Diante do possível congelamento de gastos públicos e a fim de aderir a medidas sustentáveis, o Tribunal Regional do Mato Grosso implantou a usina elétrica movida a energia solar.

O sistema, que já funciona desde o dia 14 de fevereiro, foi inaugurado no dia 5 de março, sendo a maior usina fotovoltaica pública do estado.

Mato grosso é o 5° colocado no Brasil na produção de energia solar distribuída, sendo hoje mais de 9 mil sistemas instalados, a maioria com uso de painel solar residencial.

O presidente do tribunal regional de Mato Grosso, Gilberto Giraldelli, estava presente na inauguração e evidenciou os benefícios do novo projeto:

Esse empreendimento dará um retorno, não só do ponto de vista econômico e orçamentário, mas ambiental. Quando assumi a presidência do TRE, destaquei para todos os servidores e demais colaboradores a importância de fazermos mais com menos, de sermos criativos e de buscar mecanismos para reduzir custos. Temos que partir para inovações e é fantástico quando se consegue aliar a redução de custos, com a preservação do meio ambiente. Esse é o caminho que tem que ser trilhado pelos órgãos públicos e pela iniciativa privada, os quais devem fazer uso de energias renováveis, limpas e baratas. Nosso estado tem um grande potencial para produção dessa fonte de energia e isso não pode ser ignorado”.
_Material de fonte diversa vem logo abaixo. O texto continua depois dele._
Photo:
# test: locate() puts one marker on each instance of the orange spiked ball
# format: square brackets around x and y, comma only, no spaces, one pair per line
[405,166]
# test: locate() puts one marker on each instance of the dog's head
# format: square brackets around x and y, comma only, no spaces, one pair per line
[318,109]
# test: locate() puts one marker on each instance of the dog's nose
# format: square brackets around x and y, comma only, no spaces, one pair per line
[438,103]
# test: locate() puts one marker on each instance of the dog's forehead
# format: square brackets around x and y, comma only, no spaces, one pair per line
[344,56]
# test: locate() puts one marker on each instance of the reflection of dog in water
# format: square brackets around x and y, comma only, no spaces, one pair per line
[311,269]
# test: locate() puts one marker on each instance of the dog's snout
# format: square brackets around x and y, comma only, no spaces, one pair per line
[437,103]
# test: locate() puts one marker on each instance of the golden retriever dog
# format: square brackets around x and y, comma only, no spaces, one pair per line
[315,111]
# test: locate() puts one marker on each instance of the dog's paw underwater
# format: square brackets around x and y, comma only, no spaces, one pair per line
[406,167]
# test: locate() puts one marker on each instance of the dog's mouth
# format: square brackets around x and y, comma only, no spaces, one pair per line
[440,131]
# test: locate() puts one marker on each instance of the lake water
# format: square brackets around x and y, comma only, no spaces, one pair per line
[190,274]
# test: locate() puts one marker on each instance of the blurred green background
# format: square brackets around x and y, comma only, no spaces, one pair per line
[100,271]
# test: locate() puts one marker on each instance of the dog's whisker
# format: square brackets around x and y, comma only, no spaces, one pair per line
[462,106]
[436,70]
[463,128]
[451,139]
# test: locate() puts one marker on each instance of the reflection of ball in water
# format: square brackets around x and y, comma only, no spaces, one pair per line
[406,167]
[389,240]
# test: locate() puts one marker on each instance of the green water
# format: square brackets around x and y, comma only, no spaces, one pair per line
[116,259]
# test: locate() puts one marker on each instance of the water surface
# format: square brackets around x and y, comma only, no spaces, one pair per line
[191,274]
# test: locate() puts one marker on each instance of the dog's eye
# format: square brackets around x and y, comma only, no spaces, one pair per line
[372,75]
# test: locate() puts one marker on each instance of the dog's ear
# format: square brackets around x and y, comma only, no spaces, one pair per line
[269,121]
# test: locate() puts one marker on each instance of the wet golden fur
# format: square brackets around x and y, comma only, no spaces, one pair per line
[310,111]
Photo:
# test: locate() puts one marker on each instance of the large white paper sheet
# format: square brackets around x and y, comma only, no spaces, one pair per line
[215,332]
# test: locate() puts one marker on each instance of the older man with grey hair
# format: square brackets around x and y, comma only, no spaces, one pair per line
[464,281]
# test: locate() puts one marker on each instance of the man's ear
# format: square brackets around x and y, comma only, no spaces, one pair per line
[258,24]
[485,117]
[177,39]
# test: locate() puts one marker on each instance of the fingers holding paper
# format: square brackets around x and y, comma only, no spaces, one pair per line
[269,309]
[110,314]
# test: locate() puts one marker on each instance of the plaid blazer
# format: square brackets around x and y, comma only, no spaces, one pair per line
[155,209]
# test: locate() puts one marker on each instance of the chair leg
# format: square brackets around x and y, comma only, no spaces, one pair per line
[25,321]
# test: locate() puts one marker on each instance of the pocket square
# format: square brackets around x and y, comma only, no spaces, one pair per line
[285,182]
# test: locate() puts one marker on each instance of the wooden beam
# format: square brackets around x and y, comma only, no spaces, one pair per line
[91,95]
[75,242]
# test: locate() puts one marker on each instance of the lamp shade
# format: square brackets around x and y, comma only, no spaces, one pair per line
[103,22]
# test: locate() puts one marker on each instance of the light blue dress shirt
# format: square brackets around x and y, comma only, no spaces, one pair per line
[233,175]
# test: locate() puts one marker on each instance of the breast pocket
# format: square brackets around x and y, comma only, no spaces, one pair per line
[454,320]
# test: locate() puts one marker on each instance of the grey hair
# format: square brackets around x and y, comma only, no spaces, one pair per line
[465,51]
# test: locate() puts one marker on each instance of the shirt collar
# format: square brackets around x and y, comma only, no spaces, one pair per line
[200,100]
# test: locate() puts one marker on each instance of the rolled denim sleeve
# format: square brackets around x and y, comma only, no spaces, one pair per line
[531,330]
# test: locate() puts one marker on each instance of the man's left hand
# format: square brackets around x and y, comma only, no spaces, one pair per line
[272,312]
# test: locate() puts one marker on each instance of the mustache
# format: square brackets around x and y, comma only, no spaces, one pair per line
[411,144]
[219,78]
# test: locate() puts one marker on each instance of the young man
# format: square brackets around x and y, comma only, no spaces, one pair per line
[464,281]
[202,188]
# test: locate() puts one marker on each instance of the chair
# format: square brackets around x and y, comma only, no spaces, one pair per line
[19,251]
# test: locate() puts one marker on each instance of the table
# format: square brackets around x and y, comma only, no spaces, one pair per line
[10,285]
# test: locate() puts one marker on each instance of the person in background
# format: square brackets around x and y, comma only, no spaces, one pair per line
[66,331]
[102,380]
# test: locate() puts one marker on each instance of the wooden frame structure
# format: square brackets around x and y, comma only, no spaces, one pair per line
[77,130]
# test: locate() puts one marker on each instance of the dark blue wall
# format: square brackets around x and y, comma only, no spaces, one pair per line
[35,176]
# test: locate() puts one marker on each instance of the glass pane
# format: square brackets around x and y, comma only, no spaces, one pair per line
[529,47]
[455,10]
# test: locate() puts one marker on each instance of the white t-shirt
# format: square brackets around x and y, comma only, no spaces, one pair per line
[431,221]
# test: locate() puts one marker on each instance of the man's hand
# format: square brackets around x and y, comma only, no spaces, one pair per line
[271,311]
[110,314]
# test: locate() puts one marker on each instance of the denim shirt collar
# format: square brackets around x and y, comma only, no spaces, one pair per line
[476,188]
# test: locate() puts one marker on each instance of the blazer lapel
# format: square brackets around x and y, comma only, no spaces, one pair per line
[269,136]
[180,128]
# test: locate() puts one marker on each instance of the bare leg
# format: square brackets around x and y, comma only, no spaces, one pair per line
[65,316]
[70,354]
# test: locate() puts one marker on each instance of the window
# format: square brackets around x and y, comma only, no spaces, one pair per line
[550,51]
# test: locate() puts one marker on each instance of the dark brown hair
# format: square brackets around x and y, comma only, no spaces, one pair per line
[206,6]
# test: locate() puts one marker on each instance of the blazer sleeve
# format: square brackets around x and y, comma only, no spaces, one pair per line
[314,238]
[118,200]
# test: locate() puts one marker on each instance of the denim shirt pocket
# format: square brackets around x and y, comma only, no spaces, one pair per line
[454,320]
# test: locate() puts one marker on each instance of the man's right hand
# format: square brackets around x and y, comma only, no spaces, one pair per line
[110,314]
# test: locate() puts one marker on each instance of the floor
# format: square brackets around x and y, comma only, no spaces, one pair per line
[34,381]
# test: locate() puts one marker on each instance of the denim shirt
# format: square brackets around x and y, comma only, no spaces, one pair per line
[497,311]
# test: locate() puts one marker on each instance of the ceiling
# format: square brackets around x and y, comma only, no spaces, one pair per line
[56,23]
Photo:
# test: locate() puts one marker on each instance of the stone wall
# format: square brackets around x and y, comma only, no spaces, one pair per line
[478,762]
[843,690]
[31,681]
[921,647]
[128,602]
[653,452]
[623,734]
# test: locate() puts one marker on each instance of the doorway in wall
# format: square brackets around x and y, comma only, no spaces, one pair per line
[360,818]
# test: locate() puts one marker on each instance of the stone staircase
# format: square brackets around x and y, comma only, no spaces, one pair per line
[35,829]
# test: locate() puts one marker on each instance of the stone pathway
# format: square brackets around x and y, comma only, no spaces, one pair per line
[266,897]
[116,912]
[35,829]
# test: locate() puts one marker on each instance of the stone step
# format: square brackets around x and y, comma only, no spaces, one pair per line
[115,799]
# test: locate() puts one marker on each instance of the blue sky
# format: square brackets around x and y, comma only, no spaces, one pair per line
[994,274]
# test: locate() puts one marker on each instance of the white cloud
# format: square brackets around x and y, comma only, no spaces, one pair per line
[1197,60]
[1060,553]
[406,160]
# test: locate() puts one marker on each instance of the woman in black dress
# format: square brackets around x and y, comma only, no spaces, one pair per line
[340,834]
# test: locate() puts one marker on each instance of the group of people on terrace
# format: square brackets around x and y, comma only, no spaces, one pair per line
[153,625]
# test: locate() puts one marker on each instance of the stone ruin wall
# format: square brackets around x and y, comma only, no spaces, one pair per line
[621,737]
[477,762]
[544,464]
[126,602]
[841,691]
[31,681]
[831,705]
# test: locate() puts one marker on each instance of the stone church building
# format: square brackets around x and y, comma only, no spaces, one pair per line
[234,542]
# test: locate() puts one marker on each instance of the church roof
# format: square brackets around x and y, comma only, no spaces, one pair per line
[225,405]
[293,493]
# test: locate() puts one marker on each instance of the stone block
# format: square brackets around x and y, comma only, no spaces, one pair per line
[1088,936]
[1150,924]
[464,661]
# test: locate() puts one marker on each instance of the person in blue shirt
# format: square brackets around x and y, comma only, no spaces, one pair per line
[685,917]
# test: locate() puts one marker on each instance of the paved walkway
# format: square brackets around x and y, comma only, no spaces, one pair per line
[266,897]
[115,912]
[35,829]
Com a previsão de reduzir R$1,2 milhão dos gastos anuais, o projeto pode fazer com que os custos passem de R$ 1,6 milhão para R$400 mil, correspondendo a uma economia de 75% nas despesas anuais de energia.

Foram investidos R$5,3 milhões na instalação do projeto e, de acordo com o diretor geral do TRE, Mauro Sérgio Diogo, o investimento será recuperado em no máximo 5 anos ou, até antes, se for considerada a inflação anual aplicadas as tarifas energéticas, que geralmente são maiores do que a inflação convencional aplicada aos consumidores.

Considerando a vida útil de uma usina, que são mais de 25 anos, o sistema proporcionará 20 anos de lucro, gerando a economia de cerca de R$ 24 milhões.

Com resultados notáveis já no primeiro mês, o TRE que desembolsava cerca de R$ 135 mil mensais com energia elétrica, teve as despesas calculadas em R$ 33 mil no mês de fevereiro, já inclusos os percentuais não contemplados pela produção própria e impostos.

A medida não reflete apenas na redução de gastos, mas também na preservação do meio ambiente, salvando cerca de 82,5 hectares de árvores.

O projeto fotovoltaico completo da Justiça Eleitoral do MT contempla a miniusina do TRE, com 3.226 placas solares, e outras oito microusinas instaladas em zonas eleitorais do interior do estado.